Gino Romiti was from Leghorn and was a pupil of Guglielmo Micheli. When he was sixteen he was also taught by Giovanni Fattori when the master spent the summer in the town of his birth. In 1898 he took part at the Milan “Permanente”, while until about 1902 he continued to study under Micheli, becoming close friends with Amedeo Modigliani.

One of the most active of the Leghorn group, his repertoire of subjects is mainly drawn from the pinewoods of Ardenza, the countryside surrounding Leghorn, country gardens and lanes, while his interest in the sea led him to paint unusual works depicting the sea-bed.
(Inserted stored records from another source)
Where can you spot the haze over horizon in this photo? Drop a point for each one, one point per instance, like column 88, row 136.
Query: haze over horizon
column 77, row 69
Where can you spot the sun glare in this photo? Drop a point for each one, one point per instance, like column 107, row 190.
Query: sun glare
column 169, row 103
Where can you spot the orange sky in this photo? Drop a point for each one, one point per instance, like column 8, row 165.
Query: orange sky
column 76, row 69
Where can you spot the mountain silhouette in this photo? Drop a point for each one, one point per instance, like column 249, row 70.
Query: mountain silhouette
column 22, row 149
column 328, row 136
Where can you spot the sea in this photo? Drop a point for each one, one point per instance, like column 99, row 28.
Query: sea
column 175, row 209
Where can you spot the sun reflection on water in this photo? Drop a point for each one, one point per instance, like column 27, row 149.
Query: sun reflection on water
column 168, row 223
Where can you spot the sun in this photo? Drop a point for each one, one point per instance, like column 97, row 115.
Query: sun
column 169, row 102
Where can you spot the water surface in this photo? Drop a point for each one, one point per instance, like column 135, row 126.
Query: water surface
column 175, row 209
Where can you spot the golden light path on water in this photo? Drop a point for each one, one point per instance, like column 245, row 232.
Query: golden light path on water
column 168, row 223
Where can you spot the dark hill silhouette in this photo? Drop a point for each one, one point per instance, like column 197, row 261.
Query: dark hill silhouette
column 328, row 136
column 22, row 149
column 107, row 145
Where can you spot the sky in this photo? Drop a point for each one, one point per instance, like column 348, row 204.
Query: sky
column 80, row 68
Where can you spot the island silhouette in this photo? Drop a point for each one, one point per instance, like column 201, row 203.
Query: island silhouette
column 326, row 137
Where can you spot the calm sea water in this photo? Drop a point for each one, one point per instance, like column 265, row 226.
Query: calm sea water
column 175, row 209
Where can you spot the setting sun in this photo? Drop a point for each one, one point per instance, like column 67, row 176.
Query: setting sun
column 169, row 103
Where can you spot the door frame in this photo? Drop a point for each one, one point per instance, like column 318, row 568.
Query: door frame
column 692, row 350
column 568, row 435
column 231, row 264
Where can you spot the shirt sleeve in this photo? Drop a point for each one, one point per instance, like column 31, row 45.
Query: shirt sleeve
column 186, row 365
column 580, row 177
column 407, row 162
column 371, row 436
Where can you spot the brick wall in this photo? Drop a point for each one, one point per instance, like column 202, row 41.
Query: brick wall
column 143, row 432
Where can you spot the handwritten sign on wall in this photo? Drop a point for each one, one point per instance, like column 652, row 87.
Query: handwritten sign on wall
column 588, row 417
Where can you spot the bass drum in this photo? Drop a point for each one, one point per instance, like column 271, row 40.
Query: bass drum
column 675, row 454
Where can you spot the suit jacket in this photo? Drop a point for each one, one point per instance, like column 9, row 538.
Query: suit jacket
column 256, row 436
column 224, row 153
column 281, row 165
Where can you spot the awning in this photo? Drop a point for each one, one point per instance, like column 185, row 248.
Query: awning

He exhibited at the 1903 and 1912 Venice Biennial and in the same years painted works that are influenced by the theories of the Divisionists, for example, “Il sole nel giardino” (Sunlight in the garden), shown at the 1914 International Exhibition in Rome and later purchased by the king, Vittorio Emanuele III. In 1904 he took part in the Secessionist Exhibition at Palazzo Corsini, Florence, together with Ghiglia, Lloyd, Vinzio, Nomellini, Galileo Chini, Ludovico Tommasi, De Carolis, Kienerk, Costetti and Ulvi Liegi.

With the outbreak of the First World War he was sent to fight in Albania, where he produced small paintings and numerous drawings inspired by the landscape and military life. In 1920 with Baracchini-Caputi, Natali, Romiti, Razzaguta and other artists from Leghorn he established the “Leghorn Group” and was its president from 1943 to 1967. During the 20’s Romiti was an active member of the Italian art scene: in 1922 he exhibited at the first “Primaverile fiorentina”, the 1924 and 1926 Venice Biennials and in 1927 showed two paintings at the ‘Ottantesima Esposizione Nazionale’ at Palazzo Pitti, Florence.

At the end of the Second World War Romiti lived happily with his family in Montuolo, near Lucca, where he painted the Leghorn countryside he loved so much. In 1952 he showed five works at the Venice Biennial and, in 1953, took part at the very first Leghorn “Premio Rotonda” organised by Mario Borgiotti, Nedo Luschi and Renzo Casali.